05 agosto 2014 - 00h30Por Mariana Rodrigues/Informações TJMS

 Por unanimidade, os desembargadores da 1ª Câmara Cível negaram provimento a uma apelação cível interposta por uma empresa jornalística contra sentença que julgou procedente os pedidos formulados na Ação de Indenização por Danos Morais ajuizada  pelo Sindicato dos Policiais 

Federais no Estado de Mato Grosso do Sul - SINPEF/MS, por publicação de matéria inverídica que denegriu a imagem dos Agentes da Polícia Federal de Ponta Porã.

A empresa afirma que não há como reconhecer o dano moral à pessoal jurídica, ante a ausência de comprovação de abalo moral e repercussão econômica à classe representada pelo sindicato e destaca a ausência de ato, por se tratar do mero exercício de direito a informação. Aponta também que ao perceber o erro da notícia, foi providenciado a uma publicação de retratação, eximindo-se da responsabilidade por um suposto dano à imagem dos agentes da Polícia Federal.

Consta nos autos que a notícia veiculada tinha cunho evidentemente ofensivo, pois afirmava de forma clara, que os policiais envolvidos na operação em questão, iriam executar a sangue frio a pessoa que estava sendo presa, só não o fazendo porque haviam muitas pessoas olhando. Consta também que nenhum policial federal agiu assim, uma vez que se tratava de operação da Polícia Civil, imputando à Policia Federal uma conduta criminosa, o que se mostra perturbador e causa de inquestionável  abalo moral, digno de reparação.

O relator do processo, Des. Divoncir Schreiner Maran explica que é possível a pessoa jurídica sofrer dano moral desde que haja prova do abalo à honra objetiva, ou seja, demonstração de ocorrência de  repercussão negativa na sociedade que ocasione ferimento a sua imagem. Neste caso o relator entende que os elementos comprovam a existência de dano moral suscetível de  indenização.

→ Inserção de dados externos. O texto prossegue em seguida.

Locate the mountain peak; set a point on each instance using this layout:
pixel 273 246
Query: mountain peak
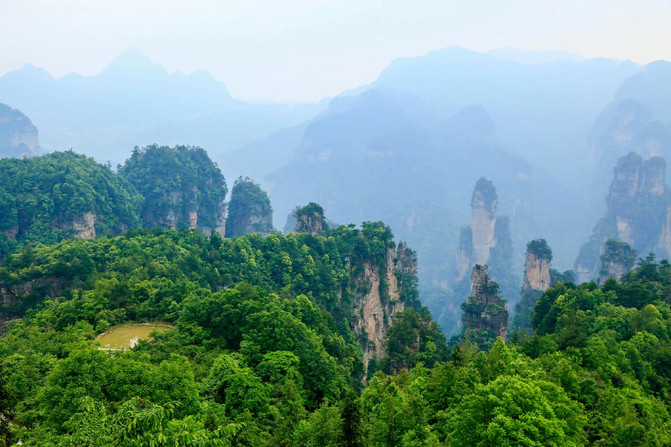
pixel 132 60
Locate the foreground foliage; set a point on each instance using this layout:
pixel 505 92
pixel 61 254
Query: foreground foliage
pixel 263 353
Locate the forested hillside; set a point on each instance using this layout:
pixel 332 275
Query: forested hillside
pixel 264 351
pixel 266 333
pixel 59 195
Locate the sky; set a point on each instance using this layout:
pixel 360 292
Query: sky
pixel 305 50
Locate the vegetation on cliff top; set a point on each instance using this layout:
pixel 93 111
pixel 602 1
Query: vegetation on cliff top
pixel 249 209
pixel 176 181
pixel 41 198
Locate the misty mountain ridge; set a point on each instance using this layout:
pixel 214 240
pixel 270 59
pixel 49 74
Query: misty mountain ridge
pixel 407 148
pixel 136 102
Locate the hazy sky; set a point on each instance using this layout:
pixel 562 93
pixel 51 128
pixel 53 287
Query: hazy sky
pixel 303 50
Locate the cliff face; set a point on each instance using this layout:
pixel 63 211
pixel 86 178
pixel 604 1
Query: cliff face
pixel 483 221
pixel 537 279
pixel 617 260
pixel 379 293
pixel 536 272
pixel 310 219
pixel 485 315
pixel 249 210
pixel 182 188
pixel 18 135
pixel 486 242
pixel 638 214
pixel 82 227
pixel 310 223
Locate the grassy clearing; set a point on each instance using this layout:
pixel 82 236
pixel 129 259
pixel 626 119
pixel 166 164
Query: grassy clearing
pixel 126 336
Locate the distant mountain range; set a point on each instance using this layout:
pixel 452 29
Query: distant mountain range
pixel 136 102
pixel 545 127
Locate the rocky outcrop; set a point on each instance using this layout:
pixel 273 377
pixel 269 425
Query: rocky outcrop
pixel 18 135
pixel 380 292
pixel 82 227
pixel 182 188
pixel 663 246
pixel 638 213
pixel 485 315
pixel 537 279
pixel 249 210
pixel 310 219
pixel 486 242
pixel 537 266
pixel 85 226
pixel 617 260
pixel 16 298
pixel 483 220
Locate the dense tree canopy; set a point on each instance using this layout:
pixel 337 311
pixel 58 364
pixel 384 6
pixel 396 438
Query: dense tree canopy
pixel 46 199
pixel 177 182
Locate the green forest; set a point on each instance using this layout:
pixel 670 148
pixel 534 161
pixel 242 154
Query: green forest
pixel 268 340
pixel 262 352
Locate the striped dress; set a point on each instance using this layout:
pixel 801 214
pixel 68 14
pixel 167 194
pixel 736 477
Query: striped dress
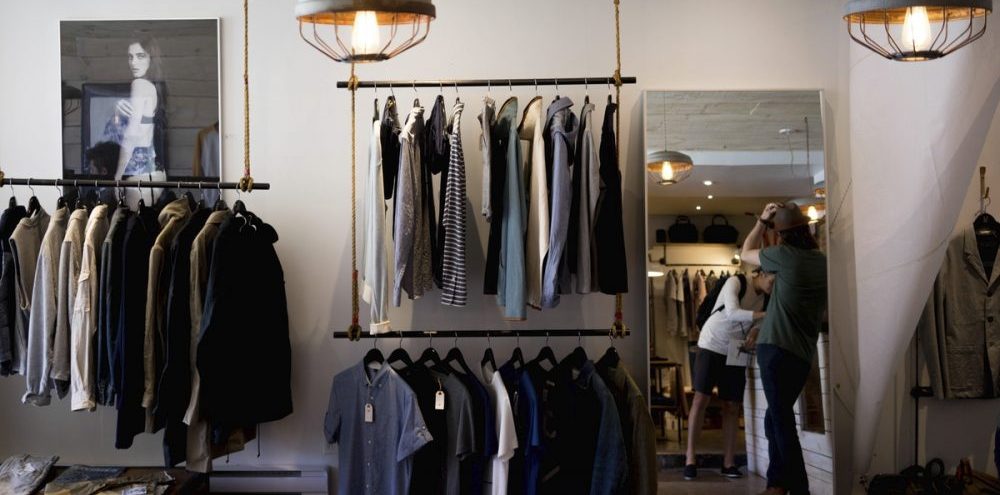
pixel 453 283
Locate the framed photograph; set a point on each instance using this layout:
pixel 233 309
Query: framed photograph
pixel 147 99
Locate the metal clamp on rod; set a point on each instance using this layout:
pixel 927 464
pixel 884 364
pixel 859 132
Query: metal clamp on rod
pixel 483 83
pixel 130 183
pixel 458 334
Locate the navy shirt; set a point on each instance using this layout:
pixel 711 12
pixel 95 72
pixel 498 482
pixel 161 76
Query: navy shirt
pixel 376 457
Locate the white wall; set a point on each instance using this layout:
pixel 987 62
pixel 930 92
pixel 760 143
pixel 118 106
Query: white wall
pixel 300 144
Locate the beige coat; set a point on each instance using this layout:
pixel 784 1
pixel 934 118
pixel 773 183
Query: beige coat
pixel 199 455
pixel 537 245
pixel 83 324
pixel 172 220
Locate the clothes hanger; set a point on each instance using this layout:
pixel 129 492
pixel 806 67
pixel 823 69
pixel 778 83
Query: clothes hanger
pixel 517 358
pixel 373 356
pixel 611 357
pixel 431 357
pixel 33 204
pixel 546 355
pixel 576 359
pixel 400 355
pixel 488 356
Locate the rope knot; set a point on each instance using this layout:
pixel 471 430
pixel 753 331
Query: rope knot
pixel 353 83
pixel 246 183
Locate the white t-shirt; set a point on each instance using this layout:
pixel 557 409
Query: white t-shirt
pixel 735 320
pixel 499 465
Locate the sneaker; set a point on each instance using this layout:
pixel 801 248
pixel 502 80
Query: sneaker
pixel 732 472
pixel 690 472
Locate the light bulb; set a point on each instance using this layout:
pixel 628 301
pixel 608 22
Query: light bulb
pixel 365 36
pixel 916 30
pixel 813 214
pixel 667 172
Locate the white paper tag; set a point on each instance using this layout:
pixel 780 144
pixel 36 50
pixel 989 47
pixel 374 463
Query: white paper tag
pixel 736 356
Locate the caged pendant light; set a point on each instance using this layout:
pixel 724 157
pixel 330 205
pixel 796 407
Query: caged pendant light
pixel 916 30
pixel 359 31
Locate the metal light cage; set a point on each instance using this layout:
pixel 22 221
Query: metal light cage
pixel 879 25
pixel 401 24
pixel 680 164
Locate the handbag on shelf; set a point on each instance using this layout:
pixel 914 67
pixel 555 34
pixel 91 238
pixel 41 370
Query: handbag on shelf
pixel 720 233
pixel 683 231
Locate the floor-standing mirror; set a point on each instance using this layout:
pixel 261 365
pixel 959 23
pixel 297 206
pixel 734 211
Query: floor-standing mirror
pixel 714 160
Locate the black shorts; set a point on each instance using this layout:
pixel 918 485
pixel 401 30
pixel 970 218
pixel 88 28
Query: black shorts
pixel 710 371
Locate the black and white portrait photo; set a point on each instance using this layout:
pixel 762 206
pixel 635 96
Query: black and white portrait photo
pixel 141 99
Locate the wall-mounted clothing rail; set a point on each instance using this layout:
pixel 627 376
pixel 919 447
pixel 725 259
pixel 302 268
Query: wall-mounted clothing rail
pixel 458 334
pixel 483 83
pixel 205 185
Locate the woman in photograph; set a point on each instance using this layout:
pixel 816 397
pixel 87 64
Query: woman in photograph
pixel 787 342
pixel 739 306
pixel 134 123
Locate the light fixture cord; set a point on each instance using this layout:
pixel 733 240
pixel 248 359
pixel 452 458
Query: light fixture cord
pixel 246 182
pixel 354 331
pixel 618 328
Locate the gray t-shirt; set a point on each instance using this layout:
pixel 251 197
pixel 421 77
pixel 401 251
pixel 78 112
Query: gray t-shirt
pixel 461 430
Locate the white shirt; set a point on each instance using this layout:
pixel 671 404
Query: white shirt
pixel 499 465
pixel 735 319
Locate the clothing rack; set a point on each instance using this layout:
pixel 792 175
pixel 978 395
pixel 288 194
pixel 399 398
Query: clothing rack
pixel 204 185
pixel 457 334
pixel 478 83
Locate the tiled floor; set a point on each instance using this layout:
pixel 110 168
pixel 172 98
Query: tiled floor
pixel 709 482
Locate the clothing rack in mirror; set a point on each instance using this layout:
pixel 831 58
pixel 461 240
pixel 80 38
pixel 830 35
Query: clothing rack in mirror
pixel 161 184
pixel 484 83
pixel 459 334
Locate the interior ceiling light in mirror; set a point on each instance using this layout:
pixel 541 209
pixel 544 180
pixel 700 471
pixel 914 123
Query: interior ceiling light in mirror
pixel 916 30
pixel 671 167
pixel 364 30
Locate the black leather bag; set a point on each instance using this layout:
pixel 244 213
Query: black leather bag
pixel 720 234
pixel 683 231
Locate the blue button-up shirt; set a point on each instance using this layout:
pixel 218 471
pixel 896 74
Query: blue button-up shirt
pixel 375 457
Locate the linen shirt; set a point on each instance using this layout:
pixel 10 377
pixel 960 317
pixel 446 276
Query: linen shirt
pixel 375 457
pixel 376 271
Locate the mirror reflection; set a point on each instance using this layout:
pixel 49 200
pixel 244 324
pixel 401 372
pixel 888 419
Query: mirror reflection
pixel 715 160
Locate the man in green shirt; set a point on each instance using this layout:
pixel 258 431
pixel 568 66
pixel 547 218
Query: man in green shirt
pixel 787 342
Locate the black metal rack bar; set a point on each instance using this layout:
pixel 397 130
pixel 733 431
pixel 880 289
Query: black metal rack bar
pixel 482 83
pixel 167 184
pixel 459 334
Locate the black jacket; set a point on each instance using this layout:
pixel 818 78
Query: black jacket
pixel 141 233
pixel 244 355
pixel 174 390
pixel 8 222
pixel 609 232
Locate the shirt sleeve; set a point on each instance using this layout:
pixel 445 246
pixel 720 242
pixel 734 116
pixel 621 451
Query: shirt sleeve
pixel 414 434
pixel 770 259
pixel 730 297
pixel 331 424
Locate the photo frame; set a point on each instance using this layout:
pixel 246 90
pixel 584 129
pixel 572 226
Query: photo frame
pixel 149 99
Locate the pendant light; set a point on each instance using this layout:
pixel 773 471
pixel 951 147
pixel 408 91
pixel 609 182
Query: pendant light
pixel 916 30
pixel 358 31
pixel 668 167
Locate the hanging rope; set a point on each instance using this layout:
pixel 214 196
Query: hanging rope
pixel 618 328
pixel 246 182
pixel 354 331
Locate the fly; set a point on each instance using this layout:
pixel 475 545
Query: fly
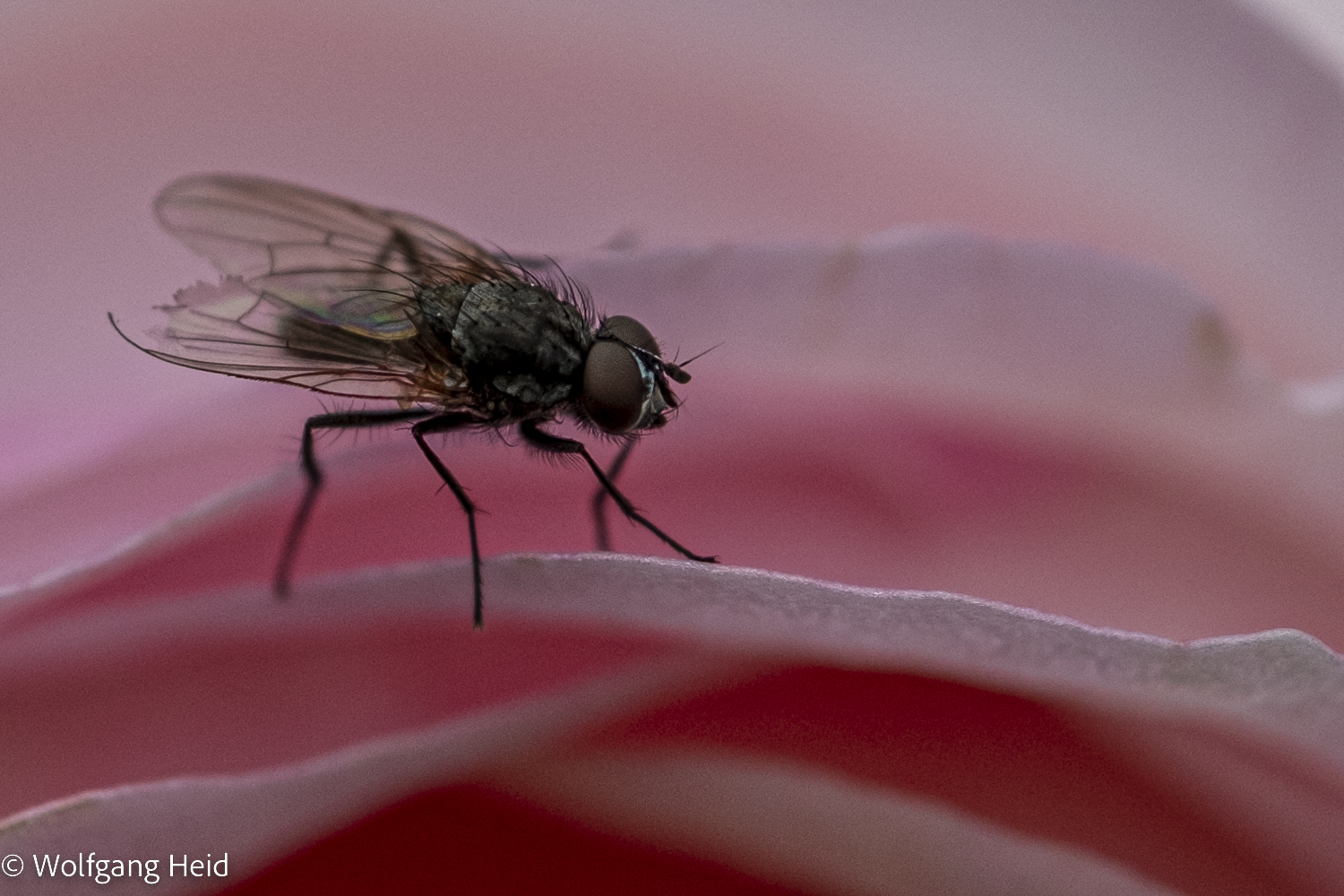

O Des. Divoncir Schreiner Maran explica que uma imprensa livre e sem censuras é essencial a um Estado Democrático de Direito, mas essa liberdade não pode extrapolar os limites da lei ou causar danos a terceiros de forma injusta. Diante disso, resta configurado o dano moral sofrido pelos Policias Federais, já que o jornal cometeu ato ilícito ao veicular notícia inverídica, e entende que a sentença não merece reparo e portanto nega provimento ao recurso.